13. Direct marketing communications

  1. We may use your Personal Data to enable us to send you post and emails with information about our services that we believe may be of interest to you. We may permit trusted partners to use your Personal Data in order to provide you with information about their goods and services. We will do this when we believe it is in our mutual legitimate interest to do so.
  2. By trusted partners we mean companies operating in the following categories:
    • Payment Service Providers; and
    • Banks
  3. You have the right to withdraw from or amend the receipt of direct marketing communications. If you would like to do this, then simply click on the Unsubscribe button on the email or let us know. If you do decide to do this, then you will miss out on news that we would like to make you aware of.

14. Opt-out

You can also choose to opt-out at any time from receiving marketing communications by clicking on the relevant Unsubscribe link at the bottom of any marketing related email you may receive from us.

15. Force Majeure

In no event shall PaymentHelp Ltd. be responsible or liable for any failure or delay in the performance of its obligations hereunder arising out of or caused by, directly or indirectly, forces beyond its control, including, without limitation, strikes, work stoppages, accidents, acts of war or terrorism, pandemics or epidemics, civil or military disturbances, nuclear or natural catastrophes or acts of God, and interruptions, loss or malfunctions of utilities, communications or computer (software and hardware) services; it being understood that PaymentHelp Ltd. shall use reasonable efforts which are consistent with accepted practices to resume performance as soon as practicable under the circumstances.

16. Cookies

  1. A cookie is a small file of letters and numbers that we may store on your browser or the hard drive of your computer if you agree. Cookies contain information that is transferred to your computer's hard drive.
  2. Cookies make it easier for you to log onto and use websites. Any aggregate information collected permits us to analyse traffic patterns on our website. This helps us to provide you with a good experience when you browse our website and also allows us to improve our website. By continuing to browse our website, you consent to any use by us of cookies in accordance with this cookies policy.

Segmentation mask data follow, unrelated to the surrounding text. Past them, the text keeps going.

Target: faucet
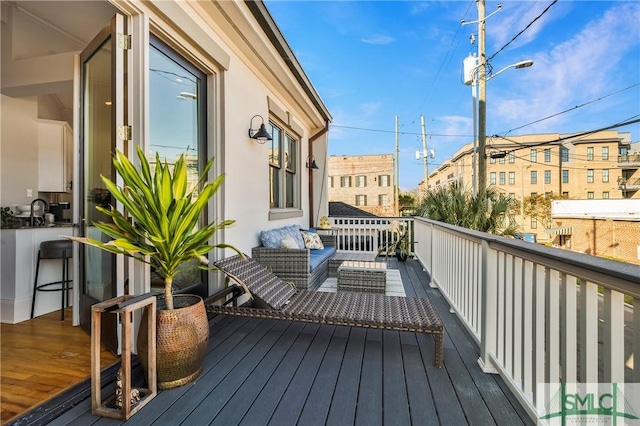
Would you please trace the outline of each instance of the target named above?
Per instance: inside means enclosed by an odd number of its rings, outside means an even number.
[[[34,215],[34,211],[35,211],[35,205],[36,203],[40,201],[42,203],[42,214],[44,214],[45,210],[47,210],[48,208],[48,204],[45,200],[43,200],[42,198],[36,198],[35,200],[33,200],[31,202],[31,215],[29,216],[29,224],[31,226],[36,226],[36,217]]]

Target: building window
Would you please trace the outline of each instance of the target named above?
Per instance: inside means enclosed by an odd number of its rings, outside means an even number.
[[[587,161],[593,161],[593,147],[587,147]]]
[[[504,185],[506,183],[505,178],[506,178],[506,173],[500,172],[500,185]]]
[[[504,164],[504,157],[500,157],[500,158],[498,158],[498,163],[500,163],[500,164]]]
[[[509,185],[516,184],[516,172],[509,172]]]
[[[562,183],[569,183],[569,170],[562,171]]]
[[[356,176],[356,186],[359,188],[367,186],[367,177],[365,175]]]
[[[537,197],[537,196],[538,196],[538,193],[537,193],[537,192],[532,192],[529,196],[530,196],[531,198],[535,198],[535,197]]]
[[[351,176],[340,176],[340,187],[341,188],[351,187]]]
[[[569,162],[569,148],[560,147],[560,162],[562,163]]]
[[[602,169],[602,182],[609,182],[609,169]]]
[[[602,199],[603,200],[608,200],[609,199],[609,191],[603,191],[602,192]]]
[[[569,199],[569,192],[568,191],[562,191],[562,198],[564,198],[565,200]]]
[[[513,164],[516,162],[516,153],[511,151],[509,152],[509,164]]]
[[[532,184],[532,185],[535,185],[535,184],[537,184],[537,183],[538,183],[538,172],[537,172],[537,171],[535,171],[535,170],[533,170],[533,171],[531,172],[531,184]]]
[[[329,185],[329,188],[333,188],[333,176],[329,176],[328,185]]]
[[[496,159],[493,157],[489,157],[489,164],[496,164]]]
[[[602,147],[602,159],[603,160],[608,160],[609,159],[609,147],[608,146],[603,146]]]
[[[356,195],[356,206],[366,206],[366,205],[367,205],[367,196]]]
[[[389,205],[389,196],[387,194],[378,195],[378,205],[379,206],[388,206]]]
[[[587,200],[593,200],[593,191],[587,192]]]
[[[593,183],[593,169],[587,169],[587,183]]]
[[[509,193],[509,199],[510,200],[515,200],[516,199],[516,193],[515,192],[510,192]]]
[[[389,186],[389,175],[378,176],[378,186]]]
[[[269,127],[269,206],[299,207],[298,141],[271,121]]]
[[[531,229],[538,229],[538,218],[531,216]]]
[[[495,185],[496,184],[496,172],[491,172],[489,174],[489,185]]]
[[[544,171],[544,183],[551,183],[551,170]]]
[[[529,154],[529,160],[532,163],[537,163],[538,162],[538,150],[537,149],[533,148],[531,150],[531,153]]]
[[[551,148],[546,148],[544,150],[544,162],[548,163],[551,161]]]

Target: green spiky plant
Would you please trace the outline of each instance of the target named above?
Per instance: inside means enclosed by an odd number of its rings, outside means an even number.
[[[137,153],[139,170],[120,151],[113,158],[113,165],[122,177],[122,187],[101,175],[106,188],[113,198],[122,203],[133,223],[113,206],[96,206],[113,223],[100,221],[94,225],[112,240],[104,243],[84,237],[71,239],[151,265],[164,277],[166,308],[173,309],[173,278],[182,263],[197,259],[201,263],[200,268],[209,269],[205,266],[209,263],[205,254],[214,248],[231,248],[241,254],[229,244],[209,244],[216,231],[235,221],[210,223],[198,228],[202,212],[224,181],[224,175],[213,182],[206,181],[213,158],[200,174],[198,184],[188,190],[184,155],[178,158],[172,172],[168,163],[165,161],[163,164],[156,153],[156,167],[152,173],[140,147],[137,147]]]

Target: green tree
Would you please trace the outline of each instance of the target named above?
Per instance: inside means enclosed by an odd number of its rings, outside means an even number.
[[[418,207],[418,197],[411,192],[401,192],[398,194],[398,203],[400,204],[400,216],[411,216]]]
[[[535,194],[524,197],[522,211],[525,217],[535,218],[545,229],[551,228],[551,204],[562,197],[550,194]]]
[[[514,236],[519,227],[514,220],[517,203],[490,187],[473,196],[458,182],[425,193],[418,216],[476,231]]]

17. What cookies do we use?

We may use the following cookies:

  1. Strictly necessary cookies: these are required for the operation of our website e.g. cookies that enable you to log into secure areas of our website.
  2. Analytical/performance cookies: they allow us to recognise and count the number of visitors and see how visitors move around our website when they are using it. This helps us improve the way our website works by ensuring that users are finding what they are looking for easily.
  3. Functionality cookies: these are used to recognise you when you return to our website. This enables us to personalise our content for you, greet you by name and remember your preferences e.g. your choice of language or region.
  4. Targeting cookies: these record your visit to our website, the pages you have visited and the links you have followed. We may use this information to make our website and the advertising displayed on it more relevant to your interests. We may also share this information with third parties for this purpose.

18. Changes to this Privacy Policy

This Privacy Policy may change from time to time and any changes to it will be communicated to you by way of an e-mail or a notice on our website.